Through a MAHB inaugural global conference, involving scholars, politicians and a broad spectrum of stakeholders, followed by workshops, research activities, and the construction of a human dimensions portal, the MAHB will begin to re-frame people’s definitions of, and solutions to, sustainability problems. The MAHB would encourage a global discussion about what human goals should be (i.e., “what people are for”) and examine how cultural change can be steered toward creation of a sustainable society. A key task will be to get governmental buy-in and the support of other key decision makers in the media, industry, academia, religious communities, foundations, and elsewhere who can participate in the discussion and are in positions to amplify outreach and help to accelerate needed changes in public perceptions and institutional structures.
Research will also be central to the program, recognizing that we now need more insights from the social sciences and humanities than from biology and the physical sciences. It would focus on analyzing and evaluating the attitudes and practices of individuals and groups. In relation to both outreach and research functions, MAHB envisions establishing an “observatory” on behavior. It would gather evidence from existing documents and established databases as well as from a variety of global stakeholders, and promote new directions for outreach and new research projects. The behavioral observatory will establish a MAHB-line (similar to Medline), providing access to social science and humanities research relating to sustainability. It will have an interactive portal receiving and providing up-to-date information about particular environmental problems; human factors relating to these problems; and initiatives to deal with them.

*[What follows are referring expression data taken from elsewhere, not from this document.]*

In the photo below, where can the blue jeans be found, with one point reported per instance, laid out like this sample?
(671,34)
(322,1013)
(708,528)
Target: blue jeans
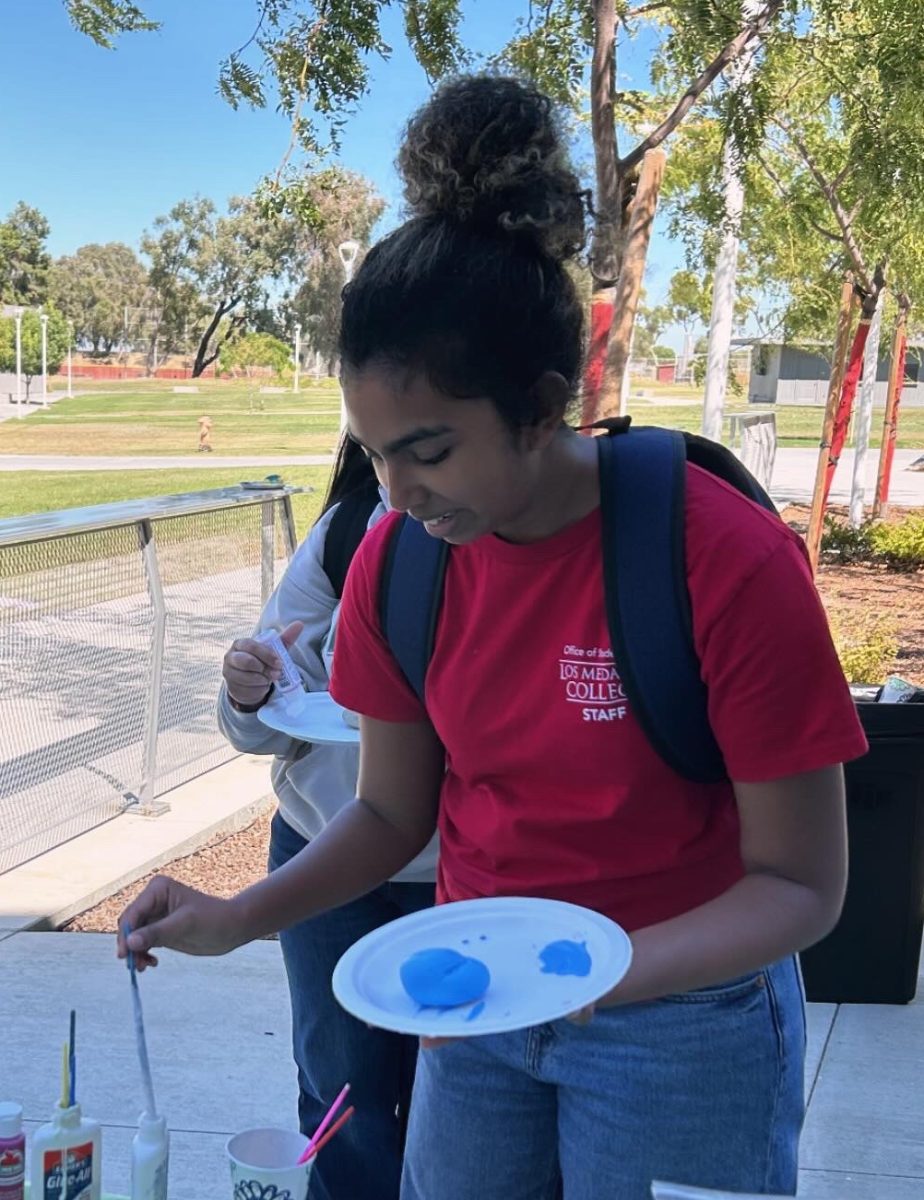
(703,1087)
(331,1048)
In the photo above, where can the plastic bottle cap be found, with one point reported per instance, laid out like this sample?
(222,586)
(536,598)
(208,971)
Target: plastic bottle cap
(151,1128)
(11,1119)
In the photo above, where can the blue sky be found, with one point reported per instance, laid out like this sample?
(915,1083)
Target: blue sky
(103,141)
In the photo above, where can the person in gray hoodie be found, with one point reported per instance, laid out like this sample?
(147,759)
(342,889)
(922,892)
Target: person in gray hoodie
(312,784)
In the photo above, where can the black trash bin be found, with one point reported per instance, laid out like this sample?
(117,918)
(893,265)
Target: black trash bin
(873,954)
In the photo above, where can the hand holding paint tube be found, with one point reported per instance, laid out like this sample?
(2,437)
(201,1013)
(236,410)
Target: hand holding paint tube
(255,667)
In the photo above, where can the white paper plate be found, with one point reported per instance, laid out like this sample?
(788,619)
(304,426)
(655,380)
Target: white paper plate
(507,934)
(318,719)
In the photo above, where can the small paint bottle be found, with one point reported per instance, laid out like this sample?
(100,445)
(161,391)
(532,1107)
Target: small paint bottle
(67,1157)
(150,1157)
(12,1152)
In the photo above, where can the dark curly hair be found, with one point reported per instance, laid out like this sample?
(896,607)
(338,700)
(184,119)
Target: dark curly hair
(472,291)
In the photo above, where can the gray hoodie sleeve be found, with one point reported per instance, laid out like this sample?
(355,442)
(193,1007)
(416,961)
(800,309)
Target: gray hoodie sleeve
(305,594)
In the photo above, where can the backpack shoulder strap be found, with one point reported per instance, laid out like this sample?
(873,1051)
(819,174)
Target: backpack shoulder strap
(411,595)
(642,490)
(719,461)
(345,533)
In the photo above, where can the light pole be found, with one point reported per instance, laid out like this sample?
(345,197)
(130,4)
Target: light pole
(70,343)
(18,319)
(347,251)
(298,355)
(43,318)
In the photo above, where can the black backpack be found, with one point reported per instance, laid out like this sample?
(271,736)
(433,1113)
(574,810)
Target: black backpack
(642,483)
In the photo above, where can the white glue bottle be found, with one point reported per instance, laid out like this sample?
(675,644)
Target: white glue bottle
(289,689)
(67,1157)
(67,1152)
(150,1156)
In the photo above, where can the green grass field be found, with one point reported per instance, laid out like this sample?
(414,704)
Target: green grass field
(40,491)
(149,420)
(145,419)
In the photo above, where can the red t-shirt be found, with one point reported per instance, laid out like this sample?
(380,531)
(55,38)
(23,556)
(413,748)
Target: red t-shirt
(551,787)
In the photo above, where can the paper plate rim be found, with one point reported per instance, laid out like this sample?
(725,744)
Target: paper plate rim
(351,999)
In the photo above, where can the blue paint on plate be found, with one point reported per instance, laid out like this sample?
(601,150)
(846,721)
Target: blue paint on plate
(565,958)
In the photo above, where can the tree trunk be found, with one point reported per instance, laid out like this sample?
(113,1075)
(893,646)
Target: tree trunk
(891,419)
(203,359)
(607,231)
(630,283)
(616,181)
(721,322)
(839,359)
(864,415)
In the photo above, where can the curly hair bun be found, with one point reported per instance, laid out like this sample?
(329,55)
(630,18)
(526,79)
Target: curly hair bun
(487,151)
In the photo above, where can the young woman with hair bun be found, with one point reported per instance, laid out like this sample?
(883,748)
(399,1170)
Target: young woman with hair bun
(461,351)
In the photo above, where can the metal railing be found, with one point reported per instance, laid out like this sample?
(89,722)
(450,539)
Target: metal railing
(753,437)
(113,624)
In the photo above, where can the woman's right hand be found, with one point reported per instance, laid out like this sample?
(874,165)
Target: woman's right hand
(173,915)
(250,669)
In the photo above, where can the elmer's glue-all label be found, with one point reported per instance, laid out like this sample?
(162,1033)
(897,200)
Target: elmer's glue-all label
(12,1152)
(66,1157)
(79,1173)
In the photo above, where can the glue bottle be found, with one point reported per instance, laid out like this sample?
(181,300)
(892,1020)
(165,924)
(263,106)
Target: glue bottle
(67,1157)
(150,1155)
(289,687)
(67,1152)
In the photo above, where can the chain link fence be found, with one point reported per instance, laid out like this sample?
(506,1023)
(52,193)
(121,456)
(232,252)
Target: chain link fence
(113,624)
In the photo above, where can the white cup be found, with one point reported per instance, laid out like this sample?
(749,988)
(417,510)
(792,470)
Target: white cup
(263,1165)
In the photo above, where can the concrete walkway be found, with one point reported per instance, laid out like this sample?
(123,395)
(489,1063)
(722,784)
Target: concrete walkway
(72,877)
(217,1031)
(792,479)
(172,462)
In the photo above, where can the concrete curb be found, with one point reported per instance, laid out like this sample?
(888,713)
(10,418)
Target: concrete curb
(51,889)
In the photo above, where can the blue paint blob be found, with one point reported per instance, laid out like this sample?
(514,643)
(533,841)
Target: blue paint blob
(443,978)
(565,958)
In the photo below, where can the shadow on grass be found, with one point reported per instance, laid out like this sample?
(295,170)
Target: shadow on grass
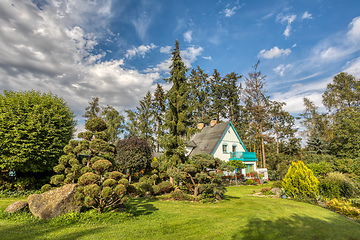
(141,206)
(299,227)
(42,230)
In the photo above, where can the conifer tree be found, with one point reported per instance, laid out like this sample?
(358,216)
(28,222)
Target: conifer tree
(159,115)
(216,96)
(146,118)
(177,115)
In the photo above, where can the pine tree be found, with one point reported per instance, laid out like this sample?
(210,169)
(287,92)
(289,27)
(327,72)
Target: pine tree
(216,95)
(256,102)
(146,118)
(177,115)
(93,110)
(159,114)
(282,122)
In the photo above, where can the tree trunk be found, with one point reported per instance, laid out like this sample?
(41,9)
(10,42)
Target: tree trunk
(262,146)
(172,181)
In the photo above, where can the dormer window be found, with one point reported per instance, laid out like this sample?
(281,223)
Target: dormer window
(225,148)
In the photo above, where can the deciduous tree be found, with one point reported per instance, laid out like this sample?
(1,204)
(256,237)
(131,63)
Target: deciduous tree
(34,128)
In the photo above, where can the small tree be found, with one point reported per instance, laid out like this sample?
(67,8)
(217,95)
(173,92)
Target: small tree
(133,154)
(300,181)
(201,175)
(89,163)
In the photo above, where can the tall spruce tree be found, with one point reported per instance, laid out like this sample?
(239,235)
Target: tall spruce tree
(177,115)
(199,95)
(216,96)
(146,118)
(231,92)
(282,122)
(159,115)
(256,102)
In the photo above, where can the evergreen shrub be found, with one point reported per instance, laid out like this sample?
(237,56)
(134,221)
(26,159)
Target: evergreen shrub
(300,181)
(338,185)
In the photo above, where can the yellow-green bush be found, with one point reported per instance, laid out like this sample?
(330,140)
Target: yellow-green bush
(344,207)
(300,181)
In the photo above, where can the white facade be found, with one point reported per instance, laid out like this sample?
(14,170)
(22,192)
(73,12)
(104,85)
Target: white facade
(228,143)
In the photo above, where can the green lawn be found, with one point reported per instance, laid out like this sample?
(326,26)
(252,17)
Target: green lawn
(239,216)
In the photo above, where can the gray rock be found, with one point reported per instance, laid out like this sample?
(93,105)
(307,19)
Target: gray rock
(16,206)
(54,203)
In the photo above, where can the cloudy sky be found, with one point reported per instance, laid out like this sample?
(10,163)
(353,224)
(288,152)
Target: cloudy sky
(117,50)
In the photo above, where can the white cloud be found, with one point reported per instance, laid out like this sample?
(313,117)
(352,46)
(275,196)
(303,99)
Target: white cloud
(354,32)
(166,49)
(42,50)
(288,19)
(187,36)
(274,52)
(139,51)
(282,68)
(306,15)
(229,12)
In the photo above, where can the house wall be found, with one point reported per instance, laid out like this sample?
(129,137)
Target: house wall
(230,139)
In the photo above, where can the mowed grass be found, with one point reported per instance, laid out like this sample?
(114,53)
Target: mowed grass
(239,216)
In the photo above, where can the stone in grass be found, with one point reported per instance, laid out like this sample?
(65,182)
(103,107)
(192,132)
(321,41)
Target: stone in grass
(16,206)
(55,202)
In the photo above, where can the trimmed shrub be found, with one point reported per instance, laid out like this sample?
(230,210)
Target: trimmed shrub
(338,185)
(300,180)
(165,187)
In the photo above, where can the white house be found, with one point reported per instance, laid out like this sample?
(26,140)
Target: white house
(222,141)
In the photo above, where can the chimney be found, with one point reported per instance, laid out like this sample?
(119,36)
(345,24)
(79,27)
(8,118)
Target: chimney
(213,123)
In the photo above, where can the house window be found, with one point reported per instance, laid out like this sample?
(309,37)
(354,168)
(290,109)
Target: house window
(225,148)
(234,148)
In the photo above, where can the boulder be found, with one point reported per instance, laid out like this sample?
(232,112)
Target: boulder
(55,202)
(16,206)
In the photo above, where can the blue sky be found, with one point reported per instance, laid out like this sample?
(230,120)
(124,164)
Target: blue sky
(118,50)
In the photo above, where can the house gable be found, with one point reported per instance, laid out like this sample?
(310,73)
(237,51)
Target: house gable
(228,142)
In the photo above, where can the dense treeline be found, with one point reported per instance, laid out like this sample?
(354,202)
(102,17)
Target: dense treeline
(167,119)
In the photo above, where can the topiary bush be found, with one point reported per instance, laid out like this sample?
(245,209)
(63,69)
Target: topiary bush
(338,185)
(300,181)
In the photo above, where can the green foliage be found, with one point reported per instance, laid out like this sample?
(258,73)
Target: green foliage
(300,181)
(34,128)
(249,182)
(344,207)
(338,185)
(133,154)
(320,169)
(201,176)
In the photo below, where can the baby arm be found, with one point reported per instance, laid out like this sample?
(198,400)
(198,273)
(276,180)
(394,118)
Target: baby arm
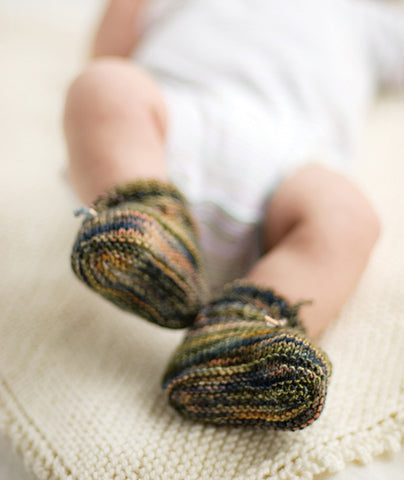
(117,33)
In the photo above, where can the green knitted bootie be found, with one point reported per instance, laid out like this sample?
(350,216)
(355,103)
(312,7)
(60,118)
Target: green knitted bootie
(246,361)
(138,248)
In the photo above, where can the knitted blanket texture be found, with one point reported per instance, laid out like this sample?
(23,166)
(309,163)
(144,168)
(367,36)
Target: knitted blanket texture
(80,394)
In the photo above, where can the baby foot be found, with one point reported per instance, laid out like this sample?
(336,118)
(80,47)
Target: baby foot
(138,249)
(246,361)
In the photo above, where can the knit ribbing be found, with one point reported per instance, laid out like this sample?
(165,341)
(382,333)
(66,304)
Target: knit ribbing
(138,249)
(246,361)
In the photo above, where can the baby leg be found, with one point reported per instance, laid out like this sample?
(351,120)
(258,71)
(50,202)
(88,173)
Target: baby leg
(115,126)
(319,232)
(138,246)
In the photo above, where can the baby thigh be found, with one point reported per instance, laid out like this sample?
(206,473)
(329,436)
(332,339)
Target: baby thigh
(319,233)
(115,127)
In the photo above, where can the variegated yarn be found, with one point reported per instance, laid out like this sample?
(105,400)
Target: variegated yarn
(246,361)
(138,248)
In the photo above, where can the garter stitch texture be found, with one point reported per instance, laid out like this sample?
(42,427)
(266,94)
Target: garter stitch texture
(139,250)
(246,361)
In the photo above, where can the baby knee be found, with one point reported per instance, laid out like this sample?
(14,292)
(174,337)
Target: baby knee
(110,88)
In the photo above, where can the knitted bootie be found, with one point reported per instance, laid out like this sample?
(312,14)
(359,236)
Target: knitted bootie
(138,248)
(246,361)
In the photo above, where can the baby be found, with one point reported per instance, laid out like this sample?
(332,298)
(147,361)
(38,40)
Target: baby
(211,140)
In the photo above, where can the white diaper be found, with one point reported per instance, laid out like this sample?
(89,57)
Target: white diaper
(254,89)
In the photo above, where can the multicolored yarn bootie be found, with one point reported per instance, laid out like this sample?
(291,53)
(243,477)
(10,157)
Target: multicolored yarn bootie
(246,361)
(138,248)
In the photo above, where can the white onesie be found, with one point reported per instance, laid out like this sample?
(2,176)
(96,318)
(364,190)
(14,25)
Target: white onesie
(257,88)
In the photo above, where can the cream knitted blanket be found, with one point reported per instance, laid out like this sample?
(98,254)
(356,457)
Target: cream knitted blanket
(79,380)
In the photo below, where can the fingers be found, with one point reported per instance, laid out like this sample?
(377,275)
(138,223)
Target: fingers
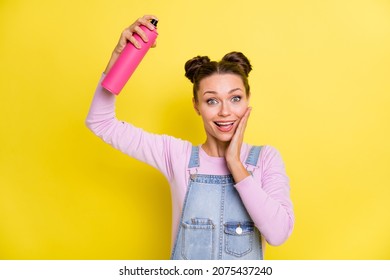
(243,122)
(128,34)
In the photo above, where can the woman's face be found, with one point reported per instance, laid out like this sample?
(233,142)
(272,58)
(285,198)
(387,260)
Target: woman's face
(222,102)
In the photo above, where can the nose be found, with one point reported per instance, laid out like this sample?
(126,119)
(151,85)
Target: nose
(224,110)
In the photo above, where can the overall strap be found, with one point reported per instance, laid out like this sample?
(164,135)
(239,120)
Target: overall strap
(252,161)
(194,160)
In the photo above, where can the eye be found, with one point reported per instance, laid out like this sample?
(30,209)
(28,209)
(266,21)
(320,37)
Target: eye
(212,101)
(236,98)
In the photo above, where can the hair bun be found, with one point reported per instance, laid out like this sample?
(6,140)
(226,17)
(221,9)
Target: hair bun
(240,59)
(193,65)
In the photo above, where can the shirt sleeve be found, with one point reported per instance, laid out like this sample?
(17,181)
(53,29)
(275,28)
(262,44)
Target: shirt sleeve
(155,150)
(266,196)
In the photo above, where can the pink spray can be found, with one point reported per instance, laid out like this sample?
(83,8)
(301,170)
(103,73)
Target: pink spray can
(128,61)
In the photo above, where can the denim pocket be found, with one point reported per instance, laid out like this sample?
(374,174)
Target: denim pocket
(238,238)
(197,239)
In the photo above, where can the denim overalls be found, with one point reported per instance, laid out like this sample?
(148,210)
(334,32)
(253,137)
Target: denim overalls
(215,224)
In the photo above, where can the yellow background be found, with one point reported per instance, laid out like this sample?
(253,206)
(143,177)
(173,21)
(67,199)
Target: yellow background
(320,94)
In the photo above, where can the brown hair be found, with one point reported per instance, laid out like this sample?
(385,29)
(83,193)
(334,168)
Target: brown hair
(201,67)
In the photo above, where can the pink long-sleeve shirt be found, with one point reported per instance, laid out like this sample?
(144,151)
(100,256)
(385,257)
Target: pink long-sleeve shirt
(265,194)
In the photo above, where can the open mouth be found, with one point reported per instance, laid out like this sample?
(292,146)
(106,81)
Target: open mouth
(224,126)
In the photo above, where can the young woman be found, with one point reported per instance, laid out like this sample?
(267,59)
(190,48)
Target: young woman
(228,197)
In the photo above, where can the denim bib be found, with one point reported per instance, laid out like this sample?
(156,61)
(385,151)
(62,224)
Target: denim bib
(214,224)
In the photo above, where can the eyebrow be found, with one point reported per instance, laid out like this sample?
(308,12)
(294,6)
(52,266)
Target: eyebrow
(214,92)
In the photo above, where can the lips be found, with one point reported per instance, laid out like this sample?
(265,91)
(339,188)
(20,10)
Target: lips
(224,126)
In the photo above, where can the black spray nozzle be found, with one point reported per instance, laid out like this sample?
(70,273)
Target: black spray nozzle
(154,22)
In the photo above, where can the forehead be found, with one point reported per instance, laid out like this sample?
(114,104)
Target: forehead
(221,83)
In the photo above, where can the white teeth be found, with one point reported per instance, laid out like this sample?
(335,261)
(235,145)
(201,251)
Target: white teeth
(224,123)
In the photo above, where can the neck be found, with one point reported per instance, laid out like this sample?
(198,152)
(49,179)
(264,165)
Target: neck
(215,149)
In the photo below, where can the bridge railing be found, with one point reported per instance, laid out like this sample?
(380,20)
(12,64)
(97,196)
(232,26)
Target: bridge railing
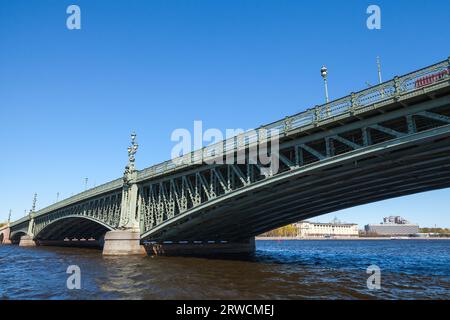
(385,91)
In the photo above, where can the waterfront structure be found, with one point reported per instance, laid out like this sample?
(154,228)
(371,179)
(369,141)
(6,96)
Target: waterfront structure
(333,229)
(386,141)
(392,226)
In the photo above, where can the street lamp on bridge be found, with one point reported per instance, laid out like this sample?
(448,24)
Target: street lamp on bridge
(324,74)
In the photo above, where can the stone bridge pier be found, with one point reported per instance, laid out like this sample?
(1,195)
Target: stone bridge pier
(5,235)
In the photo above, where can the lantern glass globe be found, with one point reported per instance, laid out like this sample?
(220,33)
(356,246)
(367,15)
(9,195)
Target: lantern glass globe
(324,71)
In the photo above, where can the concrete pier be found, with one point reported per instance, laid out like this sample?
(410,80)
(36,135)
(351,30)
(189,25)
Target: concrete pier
(27,241)
(123,242)
(4,235)
(201,249)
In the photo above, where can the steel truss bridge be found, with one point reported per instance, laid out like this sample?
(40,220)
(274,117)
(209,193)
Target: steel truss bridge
(386,141)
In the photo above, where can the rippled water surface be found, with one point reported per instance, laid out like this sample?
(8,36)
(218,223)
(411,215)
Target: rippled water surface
(331,269)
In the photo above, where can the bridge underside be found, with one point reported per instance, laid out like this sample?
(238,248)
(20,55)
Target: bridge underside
(72,231)
(389,170)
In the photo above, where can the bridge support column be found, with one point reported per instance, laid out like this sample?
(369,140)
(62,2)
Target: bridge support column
(27,241)
(123,242)
(202,249)
(4,236)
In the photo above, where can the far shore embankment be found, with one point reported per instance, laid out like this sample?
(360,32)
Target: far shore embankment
(354,238)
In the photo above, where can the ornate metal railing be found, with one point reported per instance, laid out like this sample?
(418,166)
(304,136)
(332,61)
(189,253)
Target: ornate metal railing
(379,94)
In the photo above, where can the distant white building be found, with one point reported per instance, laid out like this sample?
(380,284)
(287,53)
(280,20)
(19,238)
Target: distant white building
(392,226)
(333,229)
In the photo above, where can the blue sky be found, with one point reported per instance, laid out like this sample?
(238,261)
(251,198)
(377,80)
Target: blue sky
(70,98)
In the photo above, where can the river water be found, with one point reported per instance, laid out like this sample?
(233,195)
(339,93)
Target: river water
(322,269)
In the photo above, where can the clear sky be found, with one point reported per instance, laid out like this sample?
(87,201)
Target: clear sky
(70,98)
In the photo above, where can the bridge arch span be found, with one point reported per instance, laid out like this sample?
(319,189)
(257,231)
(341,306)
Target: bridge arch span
(73,227)
(387,170)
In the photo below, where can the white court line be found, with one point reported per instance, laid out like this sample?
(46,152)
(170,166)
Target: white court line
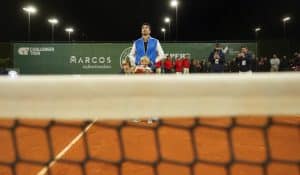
(66,149)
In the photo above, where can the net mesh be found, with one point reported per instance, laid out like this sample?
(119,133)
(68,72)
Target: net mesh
(190,146)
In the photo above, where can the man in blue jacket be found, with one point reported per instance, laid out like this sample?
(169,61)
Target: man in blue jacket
(146,46)
(217,59)
(244,60)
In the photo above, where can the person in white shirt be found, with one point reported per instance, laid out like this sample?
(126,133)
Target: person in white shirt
(275,63)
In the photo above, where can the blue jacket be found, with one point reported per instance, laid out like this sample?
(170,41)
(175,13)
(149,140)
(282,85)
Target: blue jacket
(217,67)
(151,50)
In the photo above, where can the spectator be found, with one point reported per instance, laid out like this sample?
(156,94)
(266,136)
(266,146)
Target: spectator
(233,66)
(267,65)
(186,64)
(254,63)
(284,64)
(168,65)
(178,65)
(261,65)
(275,63)
(193,66)
(244,60)
(198,66)
(217,59)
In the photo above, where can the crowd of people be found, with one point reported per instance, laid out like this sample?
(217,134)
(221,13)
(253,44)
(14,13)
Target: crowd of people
(217,63)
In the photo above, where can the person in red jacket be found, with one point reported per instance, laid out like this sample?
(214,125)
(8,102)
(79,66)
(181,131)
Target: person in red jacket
(178,65)
(168,65)
(186,64)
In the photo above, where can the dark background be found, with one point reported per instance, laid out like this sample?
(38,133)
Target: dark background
(120,20)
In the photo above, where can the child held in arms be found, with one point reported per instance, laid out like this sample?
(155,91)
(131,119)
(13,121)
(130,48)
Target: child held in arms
(143,68)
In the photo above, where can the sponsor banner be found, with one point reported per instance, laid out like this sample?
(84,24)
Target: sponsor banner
(105,58)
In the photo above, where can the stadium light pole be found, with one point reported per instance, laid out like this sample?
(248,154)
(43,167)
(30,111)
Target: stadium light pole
(69,30)
(53,22)
(257,30)
(168,21)
(285,20)
(174,4)
(29,10)
(163,30)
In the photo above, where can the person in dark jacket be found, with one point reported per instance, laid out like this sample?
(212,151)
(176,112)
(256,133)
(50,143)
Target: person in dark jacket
(284,64)
(217,59)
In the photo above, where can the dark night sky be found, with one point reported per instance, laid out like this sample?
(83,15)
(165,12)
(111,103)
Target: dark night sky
(120,20)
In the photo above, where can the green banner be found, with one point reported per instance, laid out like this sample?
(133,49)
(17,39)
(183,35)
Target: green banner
(99,58)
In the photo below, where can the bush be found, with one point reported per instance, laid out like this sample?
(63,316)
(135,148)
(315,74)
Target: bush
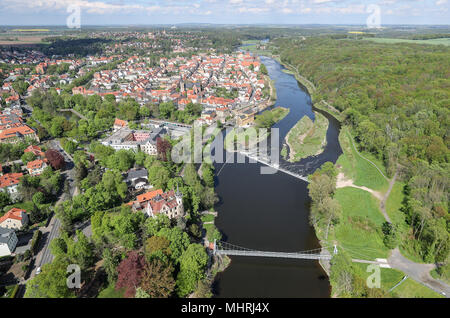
(35,241)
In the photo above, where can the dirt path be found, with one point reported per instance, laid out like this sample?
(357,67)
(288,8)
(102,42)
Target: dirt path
(418,272)
(342,182)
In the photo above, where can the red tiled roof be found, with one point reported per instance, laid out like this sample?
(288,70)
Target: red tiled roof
(10,179)
(14,213)
(149,195)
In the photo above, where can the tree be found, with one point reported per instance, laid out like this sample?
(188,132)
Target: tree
(157,247)
(110,263)
(130,272)
(159,175)
(192,266)
(208,175)
(5,200)
(163,148)
(157,280)
(80,252)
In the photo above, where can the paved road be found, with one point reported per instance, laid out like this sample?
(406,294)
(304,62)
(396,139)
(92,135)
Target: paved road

The observatory will work with the MAHB secretariat to develop outreach-research programs that explore the role of values in behavior and on human well-being to determine what institutional and cultural barriers stand between declared values and actual practices, the factors that drive human happiness and fulfillment, and the implications of these factors for ecological sustainability. It will raise questions about how societies measure success and happiness, depict the links between global environmental threats and lifestyle choices, and embed the human story in a deeper understanding of humankind’s relationship to nature. The MAHB will be sensitive to the way things can change fast when current events touch on what people already emotionally believe. In Iran, in China, in Iraq, the power of Internet social networking has been demonstrated, from smart mobs (a play on “mobiles”) to the new uses of twitter and facebook to market everything and raise venture capital. In response to these new modes of communication, social change has a new vitality, bordering on chaos but seeming to cohere in people’s sense of right and good. MAHB expects to create a presence by raising questions that are challenging, and touch the consciousness of those who were without a voice. Huge numbers of people all over the world know that sustainability, climate issues, economic exploitation, are problems. What they will respond to is new thinking about solutions. Humanity cannot avoid dramatic change, but potentially it can do a much better job of managing it.